In the late '70s I became interested in computers as a means to create the art of the future, and as a way of achieving my goal of creating works that united music and visuals in one medium. My first computer art work was a short program written in BASIC on a Commodore VIC 20 in 1980. It was an infinite loop that generated music and graphics randomly so that the loop would go on forever, following a pattern but never repeating. In the '80s I went on to write such algorithmic computer art programs for the Texas Instruments TI994A and the Commodore 64 in BASIC and FORTH. I called them "Music/Graphics," and they were shown in Michigan in Ann Arbor and Detroit in exhibits by Eyemediae and others.

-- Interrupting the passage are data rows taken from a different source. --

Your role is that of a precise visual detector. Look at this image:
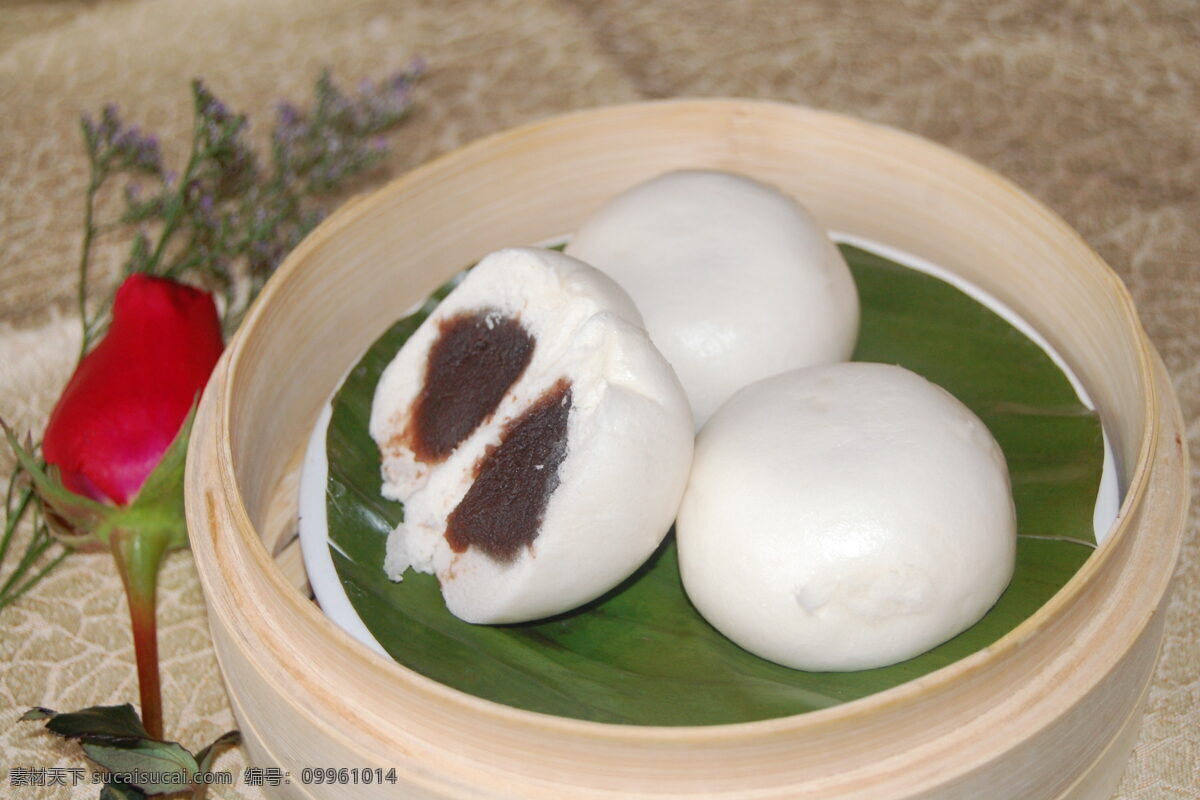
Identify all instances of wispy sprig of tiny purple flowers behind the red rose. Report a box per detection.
[0,61,425,609]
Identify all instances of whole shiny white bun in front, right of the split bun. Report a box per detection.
[676,363,1016,670]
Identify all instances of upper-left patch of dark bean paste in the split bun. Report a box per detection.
[408,309,534,463]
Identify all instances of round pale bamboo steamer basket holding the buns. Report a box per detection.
[187,100,1188,800]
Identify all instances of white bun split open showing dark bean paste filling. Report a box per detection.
[370,248,694,622]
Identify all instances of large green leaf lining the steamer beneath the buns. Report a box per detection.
[326,247,1103,726]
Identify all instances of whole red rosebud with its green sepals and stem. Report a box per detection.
[5,273,223,739]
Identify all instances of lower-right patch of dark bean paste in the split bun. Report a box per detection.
[445,379,571,564]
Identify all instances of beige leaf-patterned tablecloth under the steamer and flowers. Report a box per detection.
[0,0,1200,800]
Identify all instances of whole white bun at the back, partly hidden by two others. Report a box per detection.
[566,169,858,426]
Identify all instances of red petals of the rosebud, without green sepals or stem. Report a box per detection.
[42,275,224,505]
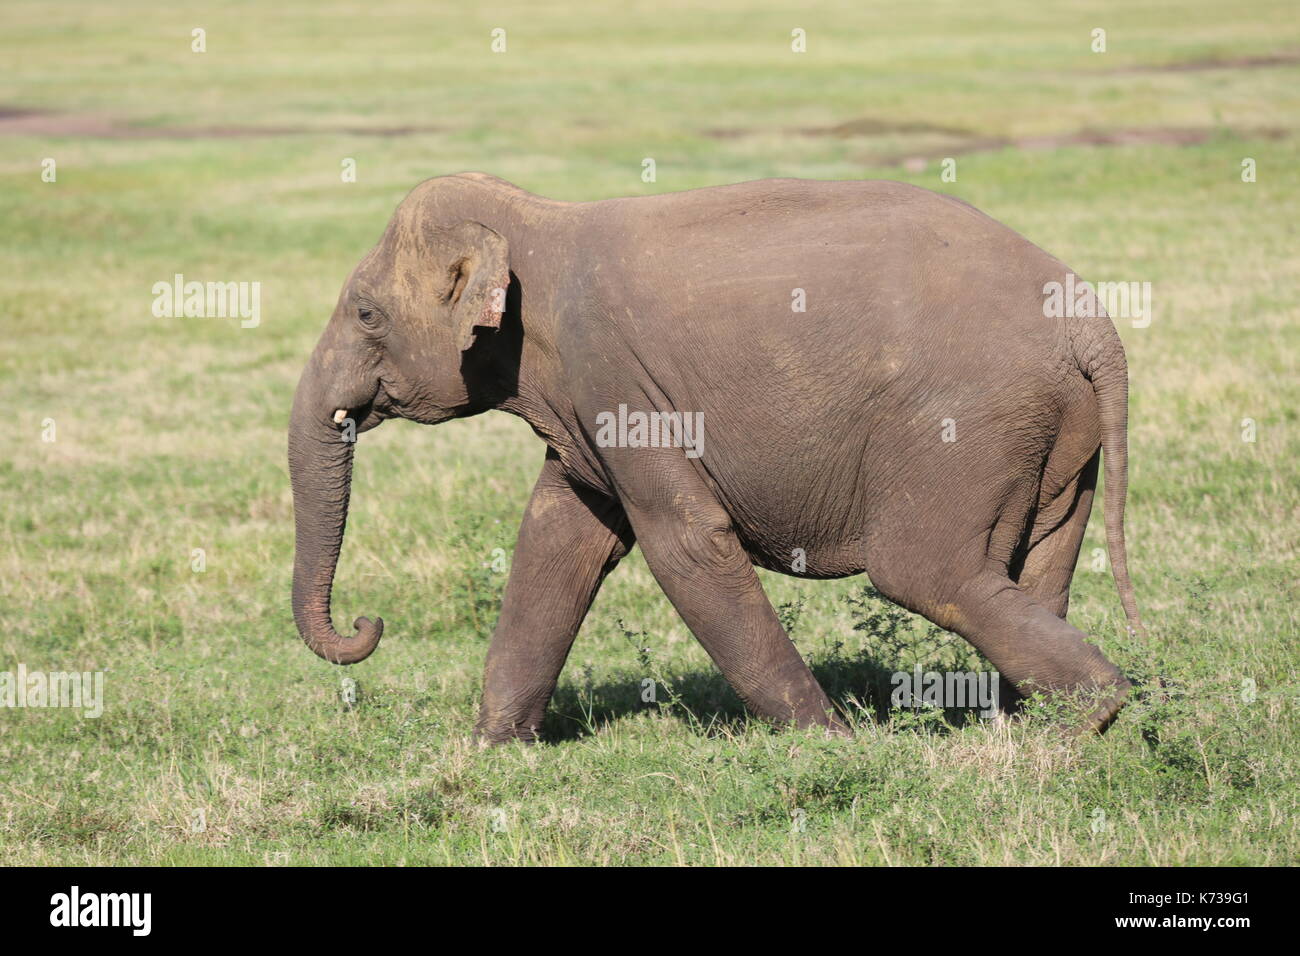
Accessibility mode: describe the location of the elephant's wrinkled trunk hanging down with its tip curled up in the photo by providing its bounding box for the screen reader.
[289,363,384,663]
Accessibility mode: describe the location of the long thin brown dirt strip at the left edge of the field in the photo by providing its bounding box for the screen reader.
[0,107,443,139]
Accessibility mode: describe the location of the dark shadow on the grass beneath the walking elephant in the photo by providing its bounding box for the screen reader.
[542,656,930,743]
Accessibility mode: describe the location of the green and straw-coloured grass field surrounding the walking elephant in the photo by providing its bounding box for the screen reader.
[0,0,1300,865]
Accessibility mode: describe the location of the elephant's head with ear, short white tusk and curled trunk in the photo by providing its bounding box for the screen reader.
[289,195,510,663]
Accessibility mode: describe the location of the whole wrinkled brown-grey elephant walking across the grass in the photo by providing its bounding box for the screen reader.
[289,173,1138,741]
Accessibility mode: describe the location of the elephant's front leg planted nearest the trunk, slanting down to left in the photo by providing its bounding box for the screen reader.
[475,451,634,743]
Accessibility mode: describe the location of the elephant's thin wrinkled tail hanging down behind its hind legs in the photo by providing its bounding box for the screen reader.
[1066,308,1144,633]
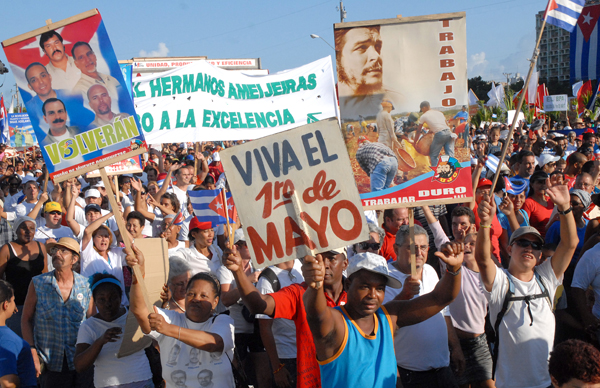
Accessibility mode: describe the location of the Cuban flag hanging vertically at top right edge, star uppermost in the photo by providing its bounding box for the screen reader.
[568,5,600,83]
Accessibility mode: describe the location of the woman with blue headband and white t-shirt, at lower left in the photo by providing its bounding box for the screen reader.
[75,273,154,388]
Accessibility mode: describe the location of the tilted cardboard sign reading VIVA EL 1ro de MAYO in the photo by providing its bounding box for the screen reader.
[220,118,369,268]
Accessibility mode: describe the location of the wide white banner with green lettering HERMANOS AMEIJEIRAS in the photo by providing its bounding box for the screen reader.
[133,57,337,143]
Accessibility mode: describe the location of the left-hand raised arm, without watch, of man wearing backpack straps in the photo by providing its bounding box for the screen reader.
[475,194,496,292]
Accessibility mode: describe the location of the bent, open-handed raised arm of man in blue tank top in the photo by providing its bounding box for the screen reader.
[385,243,464,327]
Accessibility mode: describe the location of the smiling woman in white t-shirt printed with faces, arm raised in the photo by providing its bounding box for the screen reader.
[127,246,235,388]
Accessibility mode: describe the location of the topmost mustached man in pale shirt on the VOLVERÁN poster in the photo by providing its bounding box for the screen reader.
[40,30,81,90]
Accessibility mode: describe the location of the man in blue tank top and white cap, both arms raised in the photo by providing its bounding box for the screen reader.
[302,249,463,388]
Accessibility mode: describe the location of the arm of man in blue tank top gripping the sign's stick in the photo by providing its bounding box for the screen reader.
[302,255,345,360]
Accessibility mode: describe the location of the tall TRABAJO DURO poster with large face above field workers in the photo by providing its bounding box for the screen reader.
[334,12,472,209]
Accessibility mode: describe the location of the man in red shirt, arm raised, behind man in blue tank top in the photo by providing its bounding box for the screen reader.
[223,246,348,388]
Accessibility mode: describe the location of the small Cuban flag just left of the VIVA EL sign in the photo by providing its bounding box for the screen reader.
[188,190,236,227]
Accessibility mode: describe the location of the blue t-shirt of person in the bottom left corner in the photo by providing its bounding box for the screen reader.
[0,326,37,388]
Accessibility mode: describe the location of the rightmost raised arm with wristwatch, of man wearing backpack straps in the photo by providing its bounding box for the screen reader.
[546,175,579,278]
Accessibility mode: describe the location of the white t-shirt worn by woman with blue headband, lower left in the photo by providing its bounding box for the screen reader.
[77,313,152,388]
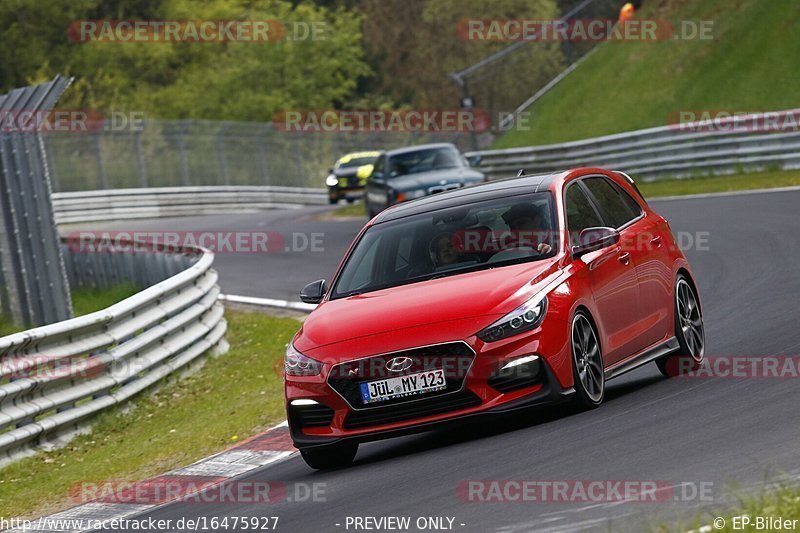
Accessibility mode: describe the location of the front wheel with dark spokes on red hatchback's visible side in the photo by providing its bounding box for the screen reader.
[570,311,606,411]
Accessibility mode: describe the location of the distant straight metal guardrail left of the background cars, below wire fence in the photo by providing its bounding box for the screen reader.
[53,185,328,224]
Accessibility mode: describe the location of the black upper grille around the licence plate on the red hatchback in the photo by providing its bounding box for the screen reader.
[328,342,475,410]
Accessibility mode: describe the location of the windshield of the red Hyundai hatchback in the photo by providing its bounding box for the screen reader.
[331,192,558,299]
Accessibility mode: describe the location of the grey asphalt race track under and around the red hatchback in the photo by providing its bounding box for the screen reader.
[89,191,800,532]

I chose to do my work on cheap home computers partly to not work at a large institution just to be able to get my hands on good hardware, but also at that time home computers were the only ones I knew of that came with audio and TV-compatible video output. I was able to output directly to monitors and video recording equipment. I always was interested in distributing my art to a mass audience, which video made possible. Around 1985 Chris Chapman and I began a series of computer art shows on Ann Arbor Community Access Television.
In 1987 I got my first Amiga computer, which at the time had more advanced multimedia hardware than Apple or MSDOS computers. I used two paint programs and color-cycling to create what I called "video paintings" because the compositions remained the same while the colors cycled. I began the Light Dreams series with a 2-hour work that included 120 video paintings from the 500 I did the first year I had the Amiga. They took up a lot less space than 500 traditional paintings would have, and they moved. As for music, the paintings looked like they were synchronized with whatever music was playing. Ann Arbor disco The Nectarine used the first Light Dreams tape for five years to go with their music. The 10-minute derivative work Brief Light Dreams was excerpted in Computer Dreams (1988) [Amazon][IMDB].
After completing three videos in the Light Dreams series I turned to non-computer video art and making a living. My new work [Infinite Color Landscape] [Hiding] [Dotspace] is using current web technologies that I've been learning the last few years, and doesn't include music. I imagine that on a wall-mounted flatscreen it would be a good replacement for a traditional painting.